Lately, I've been reading a bunch of articles in my free time about something that I've always been interested in: autism. In doing so, I have come across a community of autistic people on Twitter and Tumblr.
It started with a video that came across my recommended YouTube videos. It was by an autistic person named Amythest Schaber. I can't remember which video I watched first, but their videos are about different aspects of autism, such as stimming and executive functioning. (Amythest is also intersex and prefers the singular they pronoun when referring to them.)
I found these videos fascinating. So I wanted to learn more. I decided to follow her on my personal YouTube and Twitter accounts. Through her Twitter feed, I saw her retweet other autistic bloggers recounting their experiences with the world. It was through this network that I learned about Autism Speaks.
Now, I had heard about Autism Speaks before I started reading these blog posts, but only on a surface level. Several of these bloggers have posted explanations about what Autism Speaks really does. Here is a masterpost by The Caffeinated Autistic with all of the links. I would recommend reading through the post, but a quick summary for those short on time and/or Internet speed: autistic kids are "broken," they need treatment for their disease in the form of intense behavioral therapy, and they need a cure before this gets any more out of hand.

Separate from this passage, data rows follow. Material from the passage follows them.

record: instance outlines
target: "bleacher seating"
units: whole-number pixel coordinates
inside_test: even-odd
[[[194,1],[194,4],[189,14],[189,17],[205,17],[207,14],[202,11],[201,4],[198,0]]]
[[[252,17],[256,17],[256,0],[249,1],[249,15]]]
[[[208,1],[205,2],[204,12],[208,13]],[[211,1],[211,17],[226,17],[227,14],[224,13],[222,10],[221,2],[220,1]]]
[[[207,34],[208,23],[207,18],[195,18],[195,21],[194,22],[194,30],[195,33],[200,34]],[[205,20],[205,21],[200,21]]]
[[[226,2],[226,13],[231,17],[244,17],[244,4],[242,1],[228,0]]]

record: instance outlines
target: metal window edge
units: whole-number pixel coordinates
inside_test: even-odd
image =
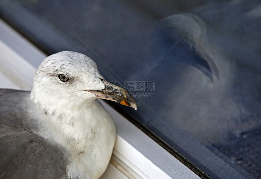
[[[31,54],[31,59],[41,58],[42,60],[46,56],[2,20],[0,25],[1,36],[9,36],[12,41],[8,45],[0,40],[0,70],[20,88],[30,90],[36,69],[22,56]],[[19,80],[15,78],[16,75],[20,77]],[[121,172],[127,177],[131,178],[128,175],[130,174],[136,178],[199,178],[109,105],[101,102],[114,119],[117,129],[113,161],[110,163],[116,168],[120,166]],[[138,150],[134,145],[141,147]]]

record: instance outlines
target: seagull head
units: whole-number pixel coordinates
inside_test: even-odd
[[[130,94],[106,81],[94,61],[83,54],[69,51],[53,54],[45,59],[36,71],[31,98],[42,109],[66,110],[91,105],[97,98],[137,109]]]

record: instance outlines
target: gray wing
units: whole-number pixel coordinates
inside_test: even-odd
[[[0,89],[0,178],[66,178],[63,149],[32,132],[29,94]]]

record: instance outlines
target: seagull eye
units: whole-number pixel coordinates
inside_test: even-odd
[[[62,81],[66,81],[68,80],[68,78],[63,74],[60,74],[58,76],[58,77]]]

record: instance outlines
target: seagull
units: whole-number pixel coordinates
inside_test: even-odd
[[[132,97],[106,81],[93,60],[70,51],[44,60],[32,91],[0,90],[0,178],[100,177],[116,130],[98,98],[137,109]]]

Let's just say I disagree. Autism is a developmental disability that affects everyone differently. I view autism as a variation of the brain that should be supported, not changed. Basically, I view this from a neurodiversity perspective. To me, it seems to be the opposite of Autism Speaks, who doesn't even have a single autistic person making decisions for the organization.
How am I supposed to support this? Wearing blue for autism awareness isn't an option for me. There has got to be something else.

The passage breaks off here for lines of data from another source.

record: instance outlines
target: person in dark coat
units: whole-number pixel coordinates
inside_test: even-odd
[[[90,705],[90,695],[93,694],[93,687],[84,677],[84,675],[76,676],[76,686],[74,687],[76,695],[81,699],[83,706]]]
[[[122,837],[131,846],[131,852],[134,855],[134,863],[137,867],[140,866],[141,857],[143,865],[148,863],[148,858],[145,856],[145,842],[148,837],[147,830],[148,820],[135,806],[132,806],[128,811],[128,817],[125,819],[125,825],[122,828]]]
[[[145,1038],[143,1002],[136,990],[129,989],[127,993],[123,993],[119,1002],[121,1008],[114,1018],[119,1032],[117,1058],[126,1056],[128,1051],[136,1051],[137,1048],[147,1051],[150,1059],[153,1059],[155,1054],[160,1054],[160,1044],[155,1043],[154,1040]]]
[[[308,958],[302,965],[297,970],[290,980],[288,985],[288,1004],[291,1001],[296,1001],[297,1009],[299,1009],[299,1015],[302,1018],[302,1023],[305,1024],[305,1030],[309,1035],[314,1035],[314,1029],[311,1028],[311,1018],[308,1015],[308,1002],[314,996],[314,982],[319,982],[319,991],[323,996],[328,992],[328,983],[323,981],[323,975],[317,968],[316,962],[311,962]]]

I found a different color: red. It's meant to represent autism acceptance, not just awareness. Personally, I think we (as a society, in general) are aware of what autism is. While it's a great start, I think it's time to move on and start on autism acceptance. Accepting autistic people as an integral part of society. Accepting them as a person like anyone else. Accepting them for who they are; nothing more, nothing less.
So why the blog post? Because I feel more people need to know that accepting is something we should all try to do. It takes baby steps, such as educating yourself on ableism and the experiences of disabled people. I wouldn't do this just for autistic people, either. I would do the same for any disability. I want to be the best educator I can possibly be, but I also want to be the best advocate and ally I could possibly be. I know I'm gonna screw up (I probably already have in this post), and I will learn about more ways I have been ableist. But I'm working on it. One baby step at a time.
At this point, I want to let autistic people tell their stories. Here are a few autistic bloggers and tweeters to get you started. Let me know if I missed someone, because I think I have missed a few people.
Amythest Schaber (@lemniscamythest): neurowonderful.tumblr.com
Cynthia Kim (@aspiemusings): musingsofanaspie.com
Lydia X.Z. Brown (@autistichoya): autistichoya.com
Coffee Spoonie (@coffeespoonie)
Dominick Evans (@dominickevans): dominickevans.com
Annie Segarra (@annieelainey): youtube.com/theannieelainey
Amy Sequenzia (@AmySequenzia): nonspeakingautisticspeaking.blogspot.com
Autistic Self-Advocacy Network (@autselfadvocacy): autisticadvocacy.org
Autism Women's Network (@autism_women): autismwomensnetwork.org
I understand that the idea of neurodiversity is very controversial. I am okay with disagreeing with people. If I am misunderstanding something on either side, I am open to a diplomatic conversation. This will help me understand other points of view and see where I might be in the wrong.